Transform this vector of data from one form into another form:
# transform set of set
(task_var <-c("bell pepper", "bilberry", "blackberry", "blood orange", "blueberry", "cantaloupe", "chili pepper", "cloudberry", "elderberry", "lime", "lychee", "mulberry", "olive", "salal berry"))
## [1] "bell pepper" "bilberry" "blackberry" "blood orange" "blueberry"
## [6] "cantaloupe" "chili pepper" "cloudberry" "elderberry" "lime"
## [11] "lychee" "mulberry" "olive" "salal berry"
(new_var <- glue::glue('c("{fruitlist}")',
fruitlist = glue::glue_collapse(task_var, sep = '", "')))
## c("bell pepper", "bilberry", "blackberry", "blood orange", "blueberry", "cantaloupe", "chili pepper", "cloudberry", "elderberry", "lime", "lychee", "mulberry", "olive", "salal berry")
# patterns
# (.)\1\1
# "(.)(.)\\2\\1"
# (..)\1
# "(.).\\1.\\1"
# "(.)(.)(.).*\\3\\2\\1"
# 1. I was expecting the pattern below to find 1 character group, number it as \1 then repeat it twice. expected result aaa,bbb but didn't work
str_view(c("aaa","abc","bbb"),"(.)\1\1") # from book R4DS, maybe wrong?
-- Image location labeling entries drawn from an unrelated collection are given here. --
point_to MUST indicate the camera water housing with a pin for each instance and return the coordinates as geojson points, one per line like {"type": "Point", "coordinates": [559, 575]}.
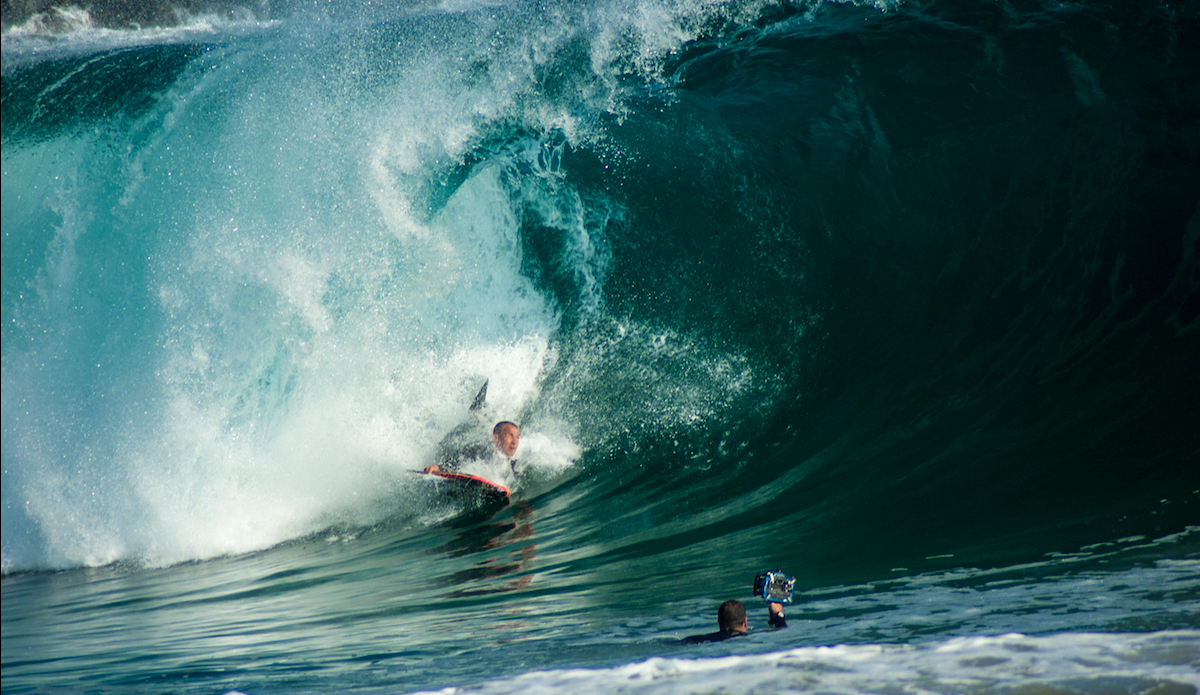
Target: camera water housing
{"type": "Point", "coordinates": [774, 586]}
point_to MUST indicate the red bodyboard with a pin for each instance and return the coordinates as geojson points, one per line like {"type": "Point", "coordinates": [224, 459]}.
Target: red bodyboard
{"type": "Point", "coordinates": [481, 485]}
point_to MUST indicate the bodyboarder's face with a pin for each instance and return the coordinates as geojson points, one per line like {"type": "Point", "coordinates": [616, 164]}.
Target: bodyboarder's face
{"type": "Point", "coordinates": [507, 439]}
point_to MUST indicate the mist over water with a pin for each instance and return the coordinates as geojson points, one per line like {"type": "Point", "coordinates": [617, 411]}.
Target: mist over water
{"type": "Point", "coordinates": [900, 297]}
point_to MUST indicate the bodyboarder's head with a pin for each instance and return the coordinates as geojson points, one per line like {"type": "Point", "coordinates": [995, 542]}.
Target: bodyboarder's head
{"type": "Point", "coordinates": [732, 617]}
{"type": "Point", "coordinates": [507, 436]}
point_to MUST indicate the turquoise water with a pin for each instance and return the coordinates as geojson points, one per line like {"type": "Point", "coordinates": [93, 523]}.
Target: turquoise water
{"type": "Point", "coordinates": [899, 297]}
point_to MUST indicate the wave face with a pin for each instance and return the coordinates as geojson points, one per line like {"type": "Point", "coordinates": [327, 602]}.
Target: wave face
{"type": "Point", "coordinates": [869, 289]}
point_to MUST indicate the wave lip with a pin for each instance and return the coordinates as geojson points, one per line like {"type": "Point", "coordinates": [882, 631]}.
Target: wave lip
{"type": "Point", "coordinates": [1075, 663]}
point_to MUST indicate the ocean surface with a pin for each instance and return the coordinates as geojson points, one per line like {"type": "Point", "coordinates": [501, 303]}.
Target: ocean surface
{"type": "Point", "coordinates": [900, 297]}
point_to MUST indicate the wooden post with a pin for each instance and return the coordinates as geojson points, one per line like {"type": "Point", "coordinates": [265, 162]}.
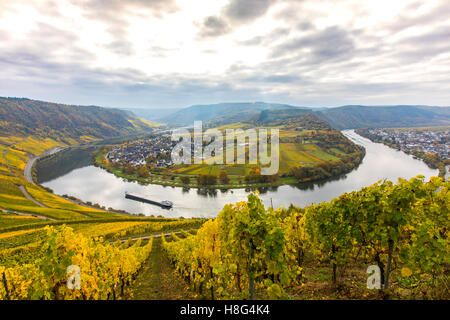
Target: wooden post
{"type": "Point", "coordinates": [5, 283]}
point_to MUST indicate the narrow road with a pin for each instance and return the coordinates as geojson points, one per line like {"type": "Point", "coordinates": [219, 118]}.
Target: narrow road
{"type": "Point", "coordinates": [32, 160]}
{"type": "Point", "coordinates": [7, 162]}
{"type": "Point", "coordinates": [157, 280]}
{"type": "Point", "coordinates": [27, 214]}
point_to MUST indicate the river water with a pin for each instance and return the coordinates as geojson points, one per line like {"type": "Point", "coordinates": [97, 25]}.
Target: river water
{"type": "Point", "coordinates": [90, 183]}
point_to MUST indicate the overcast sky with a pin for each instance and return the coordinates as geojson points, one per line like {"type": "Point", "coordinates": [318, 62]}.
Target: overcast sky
{"type": "Point", "coordinates": [175, 53]}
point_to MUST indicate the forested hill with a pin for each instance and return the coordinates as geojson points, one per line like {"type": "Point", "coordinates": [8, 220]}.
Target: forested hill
{"type": "Point", "coordinates": [23, 117]}
{"type": "Point", "coordinates": [354, 117]}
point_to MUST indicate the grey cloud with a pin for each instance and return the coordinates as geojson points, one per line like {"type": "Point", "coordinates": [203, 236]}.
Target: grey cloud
{"type": "Point", "coordinates": [329, 44]}
{"type": "Point", "coordinates": [234, 14]}
{"type": "Point", "coordinates": [121, 47]}
{"type": "Point", "coordinates": [411, 18]}
{"type": "Point", "coordinates": [245, 10]}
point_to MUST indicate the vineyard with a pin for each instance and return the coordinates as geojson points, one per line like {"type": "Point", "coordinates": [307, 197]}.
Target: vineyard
{"type": "Point", "coordinates": [46, 239]}
{"type": "Point", "coordinates": [249, 251]}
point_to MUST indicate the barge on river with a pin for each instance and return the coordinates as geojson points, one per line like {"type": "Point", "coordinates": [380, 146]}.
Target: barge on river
{"type": "Point", "coordinates": [164, 204]}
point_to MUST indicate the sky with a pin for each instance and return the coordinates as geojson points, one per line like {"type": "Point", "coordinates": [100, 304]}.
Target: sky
{"type": "Point", "coordinates": [176, 53]}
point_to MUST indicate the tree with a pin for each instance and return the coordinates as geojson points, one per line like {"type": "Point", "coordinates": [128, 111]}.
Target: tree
{"type": "Point", "coordinates": [185, 180]}
{"type": "Point", "coordinates": [223, 177]}
{"type": "Point", "coordinates": [142, 172]}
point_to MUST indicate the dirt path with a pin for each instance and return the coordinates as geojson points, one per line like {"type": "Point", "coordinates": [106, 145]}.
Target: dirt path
{"type": "Point", "coordinates": [158, 280]}
{"type": "Point", "coordinates": [26, 214]}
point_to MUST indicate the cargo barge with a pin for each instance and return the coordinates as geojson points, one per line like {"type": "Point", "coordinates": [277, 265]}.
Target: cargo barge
{"type": "Point", "coordinates": [164, 204]}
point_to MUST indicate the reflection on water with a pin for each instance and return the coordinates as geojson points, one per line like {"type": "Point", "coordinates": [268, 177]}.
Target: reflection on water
{"type": "Point", "coordinates": [93, 184]}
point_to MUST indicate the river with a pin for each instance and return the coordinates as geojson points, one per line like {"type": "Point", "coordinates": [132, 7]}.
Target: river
{"type": "Point", "coordinates": [90, 183]}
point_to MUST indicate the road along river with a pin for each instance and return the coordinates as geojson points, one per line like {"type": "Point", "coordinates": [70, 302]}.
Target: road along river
{"type": "Point", "coordinates": [90, 183]}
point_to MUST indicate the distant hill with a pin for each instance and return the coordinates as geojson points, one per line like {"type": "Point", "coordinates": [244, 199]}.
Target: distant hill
{"type": "Point", "coordinates": [279, 116]}
{"type": "Point", "coordinates": [152, 114]}
{"type": "Point", "coordinates": [222, 113]}
{"type": "Point", "coordinates": [345, 117]}
{"type": "Point", "coordinates": [354, 117]}
{"type": "Point", "coordinates": [23, 117]}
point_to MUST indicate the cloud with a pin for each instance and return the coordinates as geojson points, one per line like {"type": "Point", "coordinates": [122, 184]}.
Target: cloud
{"type": "Point", "coordinates": [329, 44]}
{"type": "Point", "coordinates": [213, 26]}
{"type": "Point", "coordinates": [166, 53]}
{"type": "Point", "coordinates": [247, 10]}
{"type": "Point", "coordinates": [234, 14]}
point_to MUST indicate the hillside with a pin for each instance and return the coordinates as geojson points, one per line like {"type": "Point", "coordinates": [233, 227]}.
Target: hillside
{"type": "Point", "coordinates": [221, 113]}
{"type": "Point", "coordinates": [354, 117]}
{"type": "Point", "coordinates": [25, 117]}
{"type": "Point", "coordinates": [152, 114]}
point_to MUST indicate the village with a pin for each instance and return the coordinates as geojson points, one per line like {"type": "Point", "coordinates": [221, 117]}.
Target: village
{"type": "Point", "coordinates": [427, 141]}
{"type": "Point", "coordinates": [154, 151]}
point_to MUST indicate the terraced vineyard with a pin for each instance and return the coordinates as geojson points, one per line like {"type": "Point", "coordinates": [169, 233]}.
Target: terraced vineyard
{"type": "Point", "coordinates": [31, 216]}
{"type": "Point", "coordinates": [310, 150]}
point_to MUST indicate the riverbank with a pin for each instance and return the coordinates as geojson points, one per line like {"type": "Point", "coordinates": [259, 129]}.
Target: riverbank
{"type": "Point", "coordinates": [439, 164]}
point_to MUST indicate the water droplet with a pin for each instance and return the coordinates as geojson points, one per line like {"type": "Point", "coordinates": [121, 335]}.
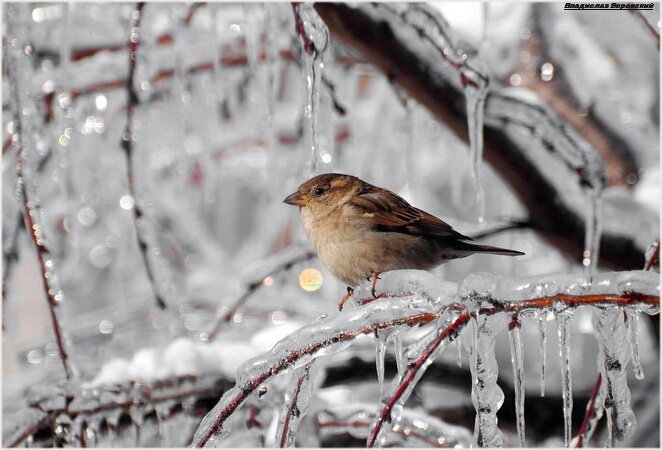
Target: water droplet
{"type": "Point", "coordinates": [86, 216]}
{"type": "Point", "coordinates": [547, 71]}
{"type": "Point", "coordinates": [101, 102]}
{"type": "Point", "coordinates": [105, 327]}
{"type": "Point", "coordinates": [127, 202]}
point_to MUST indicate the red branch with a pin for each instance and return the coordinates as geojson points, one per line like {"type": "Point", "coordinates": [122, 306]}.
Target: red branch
{"type": "Point", "coordinates": [362, 424]}
{"type": "Point", "coordinates": [292, 409]}
{"type": "Point", "coordinates": [127, 145]}
{"type": "Point", "coordinates": [647, 25]}
{"type": "Point", "coordinates": [654, 259]}
{"type": "Point", "coordinates": [589, 414]}
{"type": "Point", "coordinates": [35, 231]}
{"type": "Point", "coordinates": [569, 301]}
{"type": "Point", "coordinates": [295, 355]}
{"type": "Point", "coordinates": [412, 371]}
{"type": "Point", "coordinates": [169, 394]}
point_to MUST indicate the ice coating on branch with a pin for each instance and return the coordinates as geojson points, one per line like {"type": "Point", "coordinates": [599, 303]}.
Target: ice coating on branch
{"type": "Point", "coordinates": [563, 323]}
{"type": "Point", "coordinates": [475, 98]}
{"type": "Point", "coordinates": [486, 395]}
{"type": "Point", "coordinates": [633, 334]}
{"type": "Point", "coordinates": [415, 429]}
{"type": "Point", "coordinates": [297, 401]}
{"type": "Point", "coordinates": [461, 57]}
{"type": "Point", "coordinates": [523, 110]}
{"type": "Point", "coordinates": [542, 330]}
{"type": "Point", "coordinates": [612, 363]}
{"type": "Point", "coordinates": [315, 41]}
{"type": "Point", "coordinates": [380, 353]}
{"type": "Point", "coordinates": [327, 336]}
{"type": "Point", "coordinates": [404, 383]}
{"type": "Point", "coordinates": [517, 360]}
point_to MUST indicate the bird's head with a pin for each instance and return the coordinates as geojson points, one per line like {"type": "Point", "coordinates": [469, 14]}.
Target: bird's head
{"type": "Point", "coordinates": [326, 191]}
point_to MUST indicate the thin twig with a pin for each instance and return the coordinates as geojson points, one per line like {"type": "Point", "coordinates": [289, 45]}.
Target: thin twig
{"type": "Point", "coordinates": [412, 371]}
{"type": "Point", "coordinates": [152, 394]}
{"type": "Point", "coordinates": [127, 145]}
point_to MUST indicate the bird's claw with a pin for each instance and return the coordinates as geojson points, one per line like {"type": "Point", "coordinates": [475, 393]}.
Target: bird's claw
{"type": "Point", "coordinates": [345, 298]}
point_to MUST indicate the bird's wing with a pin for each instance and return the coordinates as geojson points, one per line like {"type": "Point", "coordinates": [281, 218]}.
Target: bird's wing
{"type": "Point", "coordinates": [390, 212]}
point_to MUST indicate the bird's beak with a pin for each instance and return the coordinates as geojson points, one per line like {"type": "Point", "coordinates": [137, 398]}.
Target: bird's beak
{"type": "Point", "coordinates": [295, 199]}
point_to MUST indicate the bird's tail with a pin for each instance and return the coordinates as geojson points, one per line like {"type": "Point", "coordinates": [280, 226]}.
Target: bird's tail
{"type": "Point", "coordinates": [488, 249]}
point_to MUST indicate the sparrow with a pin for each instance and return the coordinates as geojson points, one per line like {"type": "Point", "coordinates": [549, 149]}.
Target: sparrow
{"type": "Point", "coordinates": [360, 231]}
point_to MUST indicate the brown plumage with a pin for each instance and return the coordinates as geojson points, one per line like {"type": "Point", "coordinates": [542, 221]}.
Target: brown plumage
{"type": "Point", "coordinates": [360, 230]}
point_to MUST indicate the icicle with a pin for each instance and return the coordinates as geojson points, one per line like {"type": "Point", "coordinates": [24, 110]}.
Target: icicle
{"type": "Point", "coordinates": [379, 359]}
{"type": "Point", "coordinates": [563, 321]}
{"type": "Point", "coordinates": [542, 329]}
{"type": "Point", "coordinates": [297, 403]}
{"type": "Point", "coordinates": [315, 43]}
{"type": "Point", "coordinates": [612, 363]}
{"type": "Point", "coordinates": [517, 360]}
{"type": "Point", "coordinates": [475, 97]}
{"type": "Point", "coordinates": [486, 395]}
{"type": "Point", "coordinates": [593, 231]}
{"type": "Point", "coordinates": [459, 351]}
{"type": "Point", "coordinates": [400, 359]}
{"type": "Point", "coordinates": [610, 429]}
{"type": "Point", "coordinates": [414, 351]}
{"type": "Point", "coordinates": [633, 328]}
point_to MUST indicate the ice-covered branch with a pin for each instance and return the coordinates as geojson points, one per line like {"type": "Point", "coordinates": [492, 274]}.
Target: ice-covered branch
{"type": "Point", "coordinates": [414, 371]}
{"type": "Point", "coordinates": [629, 289]}
{"type": "Point", "coordinates": [286, 432]}
{"type": "Point", "coordinates": [103, 401]}
{"type": "Point", "coordinates": [556, 90]}
{"type": "Point", "coordinates": [26, 187]}
{"type": "Point", "coordinates": [556, 210]}
{"type": "Point", "coordinates": [302, 345]}
{"type": "Point", "coordinates": [128, 141]}
{"type": "Point", "coordinates": [590, 416]}
{"type": "Point", "coordinates": [269, 267]}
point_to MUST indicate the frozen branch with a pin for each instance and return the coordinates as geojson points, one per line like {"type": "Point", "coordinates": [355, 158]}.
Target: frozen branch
{"type": "Point", "coordinates": [385, 315]}
{"type": "Point", "coordinates": [128, 146]}
{"type": "Point", "coordinates": [126, 396]}
{"type": "Point", "coordinates": [234, 398]}
{"type": "Point", "coordinates": [30, 205]}
{"type": "Point", "coordinates": [619, 157]}
{"type": "Point", "coordinates": [376, 32]}
{"type": "Point", "coordinates": [293, 412]}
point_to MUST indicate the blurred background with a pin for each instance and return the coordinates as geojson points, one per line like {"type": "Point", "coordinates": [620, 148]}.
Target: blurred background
{"type": "Point", "coordinates": [222, 128]}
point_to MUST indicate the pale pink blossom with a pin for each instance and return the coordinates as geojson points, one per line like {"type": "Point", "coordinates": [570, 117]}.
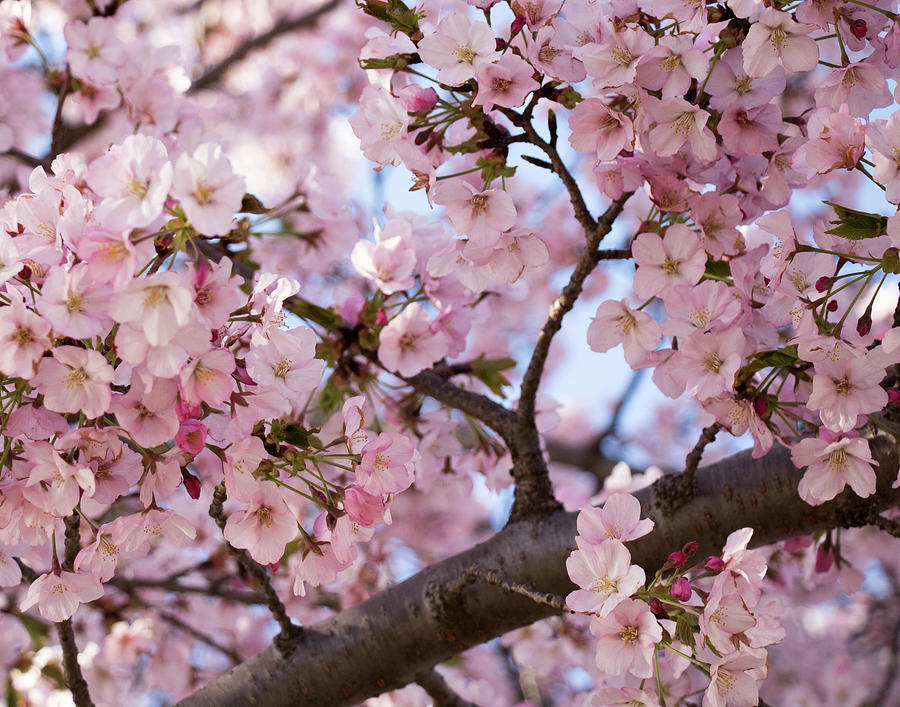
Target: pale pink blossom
{"type": "Point", "coordinates": [94, 51]}
{"type": "Point", "coordinates": [133, 180]}
{"type": "Point", "coordinates": [833, 464]}
{"type": "Point", "coordinates": [58, 594]}
{"type": "Point", "coordinates": [596, 128]}
{"type": "Point", "coordinates": [778, 39]}
{"type": "Point", "coordinates": [209, 191]}
{"type": "Point", "coordinates": [675, 259]}
{"type": "Point", "coordinates": [265, 527]}
{"type": "Point", "coordinates": [458, 48]}
{"type": "Point", "coordinates": [481, 214]}
{"type": "Point", "coordinates": [408, 344]}
{"type": "Point", "coordinates": [505, 83]}
{"type": "Point", "coordinates": [606, 577]}
{"type": "Point", "coordinates": [387, 464]}
{"type": "Point", "coordinates": [845, 389]}
{"type": "Point", "coordinates": [287, 362]}
{"type": "Point", "coordinates": [23, 339]}
{"type": "Point", "coordinates": [75, 380]}
{"type": "Point", "coordinates": [619, 518]}
{"type": "Point", "coordinates": [615, 322]}
{"type": "Point", "coordinates": [626, 639]}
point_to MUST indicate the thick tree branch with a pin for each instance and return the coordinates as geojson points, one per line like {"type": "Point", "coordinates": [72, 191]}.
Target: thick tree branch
{"type": "Point", "coordinates": [386, 641]}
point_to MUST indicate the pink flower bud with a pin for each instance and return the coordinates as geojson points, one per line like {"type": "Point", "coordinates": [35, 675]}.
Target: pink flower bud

# Try pattern again but using 2 backslashes, book typo?
str_view(c("aaa","abc","bbb"),"(.)\\1\\1") # try pattern with 2 backslashes
# code from slack post. not sure what \1\1 really is. ESC and something?
test <- list("777", "data\1\1", "anna", "2002", '"elle"')
str_view(test, "(.)\1\1", match = TRUE)
# 2. the below example defines 2 character groups, numbers them 1 and 2 respectively, then reverses the character groups
str_view(c("abba","baba","baab","saab"),"(.)(.)\\2\\1")
# 3. I was expecting the pattern below to find 1 character group, number it as \1 then repeat it twice. expected result aaa,bbb but didn't work
str_view(c("aaaa","abab","bbbc"),"(..)\1")
# Try pattern again but using 2 backslashes, book typo?
str_view(c("aaaa","abab","bbbc"),"(..)\\1") # try again with 2 backslashes
# 4. The pattern below finds a character, becomes group 1, followed by any char, group 1 character, followed by any character, then followed by same character as group 1. Expected result: abaca
str_view(c("abaca","bcdbb"),"(.).\\1.\\1") #abaca
# 5. The pattern below finds 3 singular character groups, numbering each group respectively as 1,2,3, followed by zero or more characters then ending with the first 3 characters in reverse order. Expected result: abccba
str_view(c("abccba","abcdcba","abc123"),"(.)(.)(.).*\\3\\2\\1") #abccba
## Task 4: Construct regular expressions to match words
#
str_subset(five38_df$Major, "^(.)((.*\\1$)|\\1$)") # start & end same char
## [1] "STUDIO ARTS"
## [2] "ENVIRONMENTAL SCIENCE"
## [3] "GENERAL ENGINEERING"
## [4] "ENGINEERING MECHANICS PHYSICS AND SCIENCE"
## [5] "GEOLOGICAL AND GEOPHYSICAL ENGINEERING"
## [6] "ENGLISH LANGUAGE AND LITERATURE"
## [7] "COMPOSITION AND RHETORIC"
str_subset ("church", "([A-Za-z][A-Za-z]).*\\1") # repeated pair of letters
## [1] "church"
str_subset("eleven", "([A-Za-z]).*\\1.*\\1") # one letter repeated in 3 places
## [1] "eleven"
Regular expressions are useful because strings usually contain unstructured or semi-structured data, and regexps are a concise language for describing patterns in strings.